Large protected areas may be better able to support viable populations of mammals than are smaller areas. However, protected area effectiveness may also be linked to sites being surrounded by similar habitat, having strong public support, effective law enforcement, low human population densities and sufficient financial resources (Struhsaker et al. 2005). Where these are not in place, factors such as activities of surrounding human populations may have a greater impact on species survival (Parks & Harcourt 2002).
Parks S.A, & Harcourt A.H. (2002) Reserve size, local human density, and mammalian extinctions in U.S. protected areas. Conservation Biology, 16, 800–808.

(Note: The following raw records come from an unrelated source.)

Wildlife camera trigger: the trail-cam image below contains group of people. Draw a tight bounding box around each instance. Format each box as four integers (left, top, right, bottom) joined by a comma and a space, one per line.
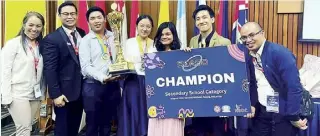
1, 2, 307, 136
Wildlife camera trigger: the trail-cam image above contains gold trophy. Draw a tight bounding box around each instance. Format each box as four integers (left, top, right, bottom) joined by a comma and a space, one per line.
107, 3, 135, 75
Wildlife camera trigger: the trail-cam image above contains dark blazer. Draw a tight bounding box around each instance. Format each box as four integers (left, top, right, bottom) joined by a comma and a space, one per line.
40, 27, 85, 101
246, 41, 302, 121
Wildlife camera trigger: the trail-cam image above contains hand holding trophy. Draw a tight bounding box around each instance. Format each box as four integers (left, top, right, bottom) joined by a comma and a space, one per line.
107, 3, 135, 76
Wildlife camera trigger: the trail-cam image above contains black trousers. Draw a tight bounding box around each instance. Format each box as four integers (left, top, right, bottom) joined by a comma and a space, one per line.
250, 104, 299, 136
82, 79, 120, 136
54, 97, 83, 136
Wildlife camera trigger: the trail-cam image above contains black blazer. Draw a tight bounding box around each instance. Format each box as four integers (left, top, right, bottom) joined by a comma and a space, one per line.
40, 27, 86, 101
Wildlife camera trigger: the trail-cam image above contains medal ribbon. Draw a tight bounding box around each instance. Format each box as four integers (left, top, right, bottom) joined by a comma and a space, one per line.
26, 40, 40, 75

Struhsaker T.T., Struhsaker P.J. & Siex K.S. (2005) Conserving Africa’s rain forests: problems in protected areas and possible solutions. Biological Conservation, 123, 45–54.

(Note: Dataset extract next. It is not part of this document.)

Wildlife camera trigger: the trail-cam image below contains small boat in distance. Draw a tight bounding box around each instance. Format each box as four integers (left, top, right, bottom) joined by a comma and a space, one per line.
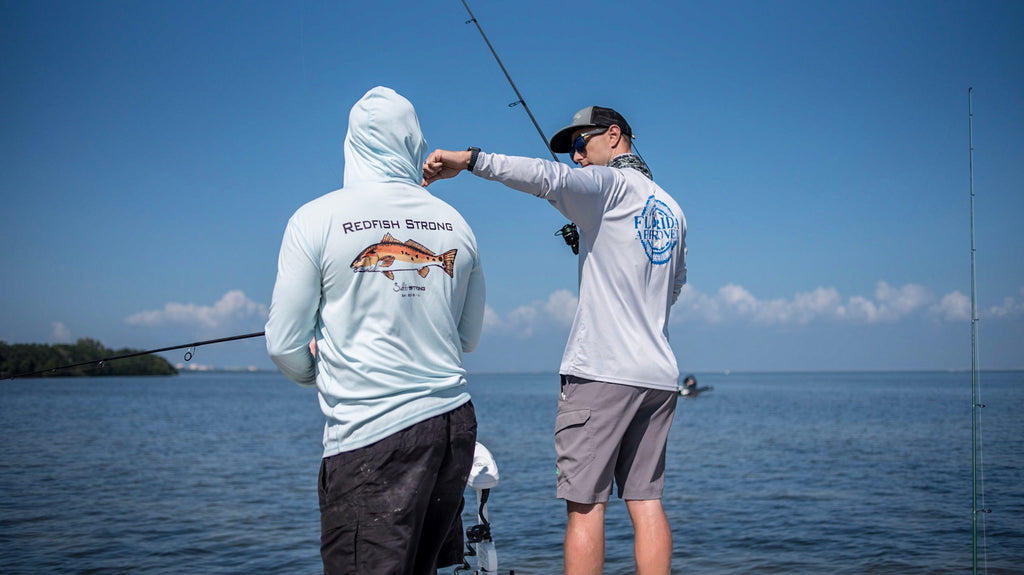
679, 373, 713, 398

Supporting evidence from individual studies
A before-and-after study in 2000–2001 at a primarily savanna site in South Africa (Druce et al. 2004) found that expanding a fenced reserve resulted in the home range of a reintroduced group of lions Panthera leo becoming larger but the core range becoming smaller. Following fence removal, the home range was larger (74 km2) than prior to fence removal (38 km2). The opposite was true for the core range (after fence removal: 2 km2; before fence removal: 11 km2). In December 1994, a pride of five lions was reintroduced to the fenced Greater Makalali Conservancy, where lions had previously become extinct. Two male lions were subsequently removed and replaced by two new males in 1999. In October 2000, the fenced area was enlarged from 11,089 ha to 13,600 ha, by removing a fence between the conservancy and a neighbouring game reserve. Lions were monitored through visual observations for six months before and six months after fence removal. The home range was defined as the smallest area containing 95% of the distribution used and the core range was the smallest area containing 50% of distribution used.